Stellar turns abound across the supporting cast as well. Edward Norton and Zach Galifianakis bring their dramatic A-game. And Emma Stone devastates as Riggan’s daughter, Sam – she’s an emotional implosion and magnetic to watch.
Alejandro González Iñárritu’s fifth feature is a feast for the movie lover’s soul and eye, thanks largely to some masterful cinematography from Emmanuel Lubezki. The DP and director keep the action rolling seamlessly into one dazzling long take. It’s intoxicating.
1. Under the Skin (Jonathan Glazer)
There’s a magical moment when you realize that something has just irreversibly changed you. I experienced it after seeing Under the Skin for the first time.
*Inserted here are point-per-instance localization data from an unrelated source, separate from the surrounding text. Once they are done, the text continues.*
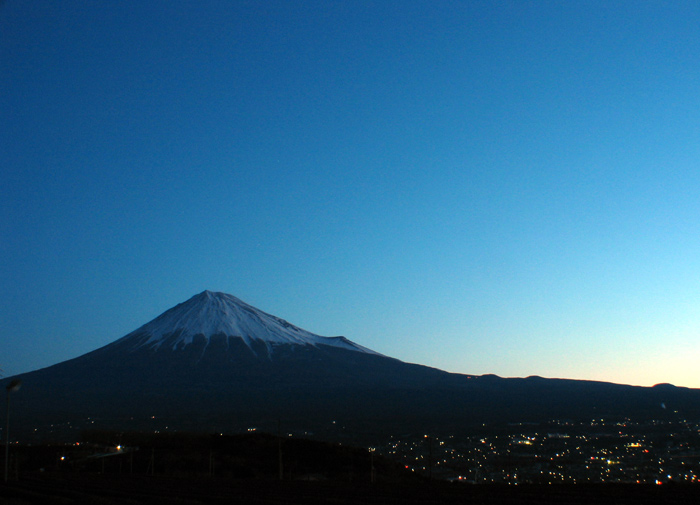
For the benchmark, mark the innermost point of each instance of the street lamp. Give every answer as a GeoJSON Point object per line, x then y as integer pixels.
{"type": "Point", "coordinates": [11, 388]}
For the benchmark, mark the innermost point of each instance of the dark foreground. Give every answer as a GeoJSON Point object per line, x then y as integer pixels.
{"type": "Point", "coordinates": [66, 489]}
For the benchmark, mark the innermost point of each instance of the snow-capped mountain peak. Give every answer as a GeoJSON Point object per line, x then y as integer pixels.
{"type": "Point", "coordinates": [213, 313]}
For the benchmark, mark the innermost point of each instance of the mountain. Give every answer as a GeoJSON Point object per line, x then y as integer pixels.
{"type": "Point", "coordinates": [215, 363]}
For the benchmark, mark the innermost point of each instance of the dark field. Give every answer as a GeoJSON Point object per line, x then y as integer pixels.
{"type": "Point", "coordinates": [135, 490]}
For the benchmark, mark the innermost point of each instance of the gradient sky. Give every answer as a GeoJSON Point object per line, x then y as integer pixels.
{"type": "Point", "coordinates": [505, 187]}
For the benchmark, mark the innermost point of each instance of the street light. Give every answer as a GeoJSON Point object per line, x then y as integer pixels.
{"type": "Point", "coordinates": [11, 388]}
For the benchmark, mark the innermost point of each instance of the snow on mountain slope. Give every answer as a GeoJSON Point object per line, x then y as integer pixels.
{"type": "Point", "coordinates": [212, 313]}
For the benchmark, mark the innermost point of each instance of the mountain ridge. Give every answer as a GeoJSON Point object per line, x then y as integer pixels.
{"type": "Point", "coordinates": [214, 363]}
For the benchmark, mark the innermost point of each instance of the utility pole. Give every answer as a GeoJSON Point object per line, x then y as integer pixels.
{"type": "Point", "coordinates": [11, 388]}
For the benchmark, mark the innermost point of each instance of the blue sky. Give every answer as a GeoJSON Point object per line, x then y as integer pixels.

Jonathan Glazer’s surreal vision offered a voyeuristic glimpse into what it means to be human and alien, and how the two can be the same.
Scarlett Johansson’s brilliant performance as a mysterious extraterrestrial in disguise is the heartbreaking core of a film that abstractly explores the dark truths of the feminine experience. Johansson skitters across the emotional spectrum just as effortlessly as Glazer and cinematographer Daniel Landin bounce around their visual palette. The result is disturbing and confounding. It’s also enlightening and unforgettable.